UFABULUM
Warp/Self

Nettamente: un ritorno al passato. Nettamente: una cesura rispetto a dischi che erano diventati eleganti, troppo eleganti, occhieggianti persino alla – scusate la parola – fusion (“Just A Souvenir”) o alla electro modaiola (il progetto a nome Shobaleader One, di due anni fa). Non bisogna per forza fare i nostalgici, e in realtà a parere di chi scrive il disco migliore di Tom Jenkinson resta “Ultravisitor”, un caotico e grandioso raccoglitore delle sue mille anime, di sicuro molto diverso cronologicamente o stilisticamente da “Feed Me Weird Things” o “Hard Normal Daddy”. Però questo “Ufabulum” ha tutti i requisiti che occorrono per andare a situarsi nella zona nobile, se si ragiona in termini di scala qualitativa, della discografia squarepusheriana. Riesce infatti a sposare incisività e freschezza, e trattandosi di Tom Jenkinson incisività significa che è tagliente come un diamante, mentre freschezza vuol dire che per l’ascoltatore quasi ogni traccia è una gioia continua.

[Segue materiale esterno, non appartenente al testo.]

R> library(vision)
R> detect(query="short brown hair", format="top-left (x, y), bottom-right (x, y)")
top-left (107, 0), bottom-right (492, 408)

Parlando di nostalgia, ad aumentare la gioia di cui sopra ci sono le molte citazioni – melodiche e di arrangiamento – dello Squarepusher degli esordi, una specie di scheggia impazzita al tempo stesso gaglioffa e iperintellettuale nel mondo dei rave e dell’elettronica spinta. E se i più incontentabili sono ancora in attesa di un seguito di “Come On My Selector” (una delle sue tracce più famose ed estreme, quella arricchita da uno strepitoso video di Chris Cunningham), sappiano che con la “The Metallurgist” inclusa in questo nuovo lavoro probabilmente l’attesa è finita. C’è tutto, insomma. Non è il caso di gridare al capolavoro perché manca, inevitabilmente, l’effetto-sorpresa: non è che qui Squarepusher rinnovi il suo linguaggio o trovi inediti alfabeti. Tutt’altro. Però va sottolineato come i suoi “soliti” trucchi, quelli con cui si è fatto conoscere e adorare, sono adesso esaltati da una cura sonora che un tempo non avevano né potevano avere, perché allora non c’erano le possibilità tecniche che ci sono oggi. Nettamente: ottimo album.